Paxton has declined all requests by CBS News Texas for a one-on-one interview. During his three campaign stops in North Texas in the past ten days, Paxton would not answer local reporters’ questions. Paxton regularly grants interviews to conservative media.
Cornyn has sharply criticized Paxton for his ethical and marital problems. While Paxton was acquitted in the 2023 impeachment trial in the Texas Senate, the Attorney General’s office will have to pay at least $6.7 million to Paxton’s four former top hand-picked officials in his office who became whistleblowers. Paxton fired them after they went to the FBI to report alleged wrongdoing, something he denied. Federal authorities investigated Paxton during the Biden administration, but he was not charged.
The Attorney General’s wife, State Senator Angela Paxton (R-McKinney) filed for divorce last year, citing “biblical grounds” in a post on X.
Paxton’s supporters like Steve Brown are sticking with him.
“If I was looking for [Paxton] to be my pastor, if I was looking for him to be my marriage counselor, if I was looking for him to do those jobs, yeah, sure, I’d be more concerned with what Cornyn is saying,” Brown said. “But the reality is, I’m not. I’m looking for somebody to be a bulldog who goes to Washington, D.C. that makes sure D.C. understands Texas will not be trampled. You will have to come and take it.”
When asked if Cornyn is a fighter, Brown said, “He hasn’t done that in 40 years, why would he start tomorrow?”
Brown said Paxton is a fighter.
“I know it. Look at his history,” Brown said.
At Paxton’s rally in Dallas on Monday, State Representative Katrina Pierson (R-Rockwall) said she is backing Paxton because he is a fighter, and she encouraged supporters to go to the polls.
“We have to get out and vote because if our people get out and vote, we will win,” she said.
Paxton criticized Cornyn’s record, saying he hasn’t accomplished anything in his long political career.
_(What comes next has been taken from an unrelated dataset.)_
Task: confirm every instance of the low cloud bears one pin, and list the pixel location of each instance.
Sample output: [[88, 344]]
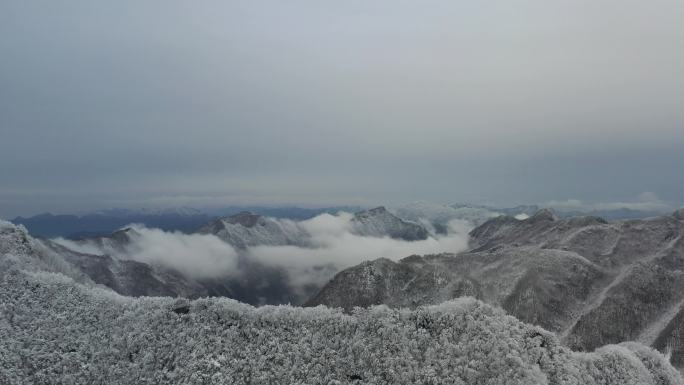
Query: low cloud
[[329, 246], [334, 247], [195, 255]]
“If you just take any two weeks that I’ve been Attorney General, other than Christmas and Thanksgiving, I’ve accomplished more than any two-week period, John Cornyn can pick it, than he’s accomplished in 42 years,” Paxton said.
President Trump announced he was endorsing Paxton moments before the Attorney General appeared at a previously scheduled rally in Allen on Tuesday morning. State Representative Keresa Richardson (R-McKinney) repeated what Paxton’s supporters have said.
“Nobody, nobody has fought harder for Texas than Ken Paxton. I don’t care if it’s for parents’ rights, immigration, election integrity, you name it,” Richardson said.
Another Paxton supporter, Sandra Hammer, put it this way: “Ken Paxton, on any issue that he gets, is a dog with a bone.”
When asked why that was important to her, Hammer said, “I think people get up there and forget why we elected them. They need to get up there and represent us, and Ken Paxton, I know, will do that.”
Paxton has repeatedly questioned Cornyn’s support for President Trump, and said the Senator only changed his tune last year after he entered the race to challenge the incumbent.
“The fake John Cornyn is going away in about seven days,” Paxton said.
Regardless of who wins the runoff on Tuesday, one of these long-time Republican elected officials will leave office at the end of the year when their terms expire.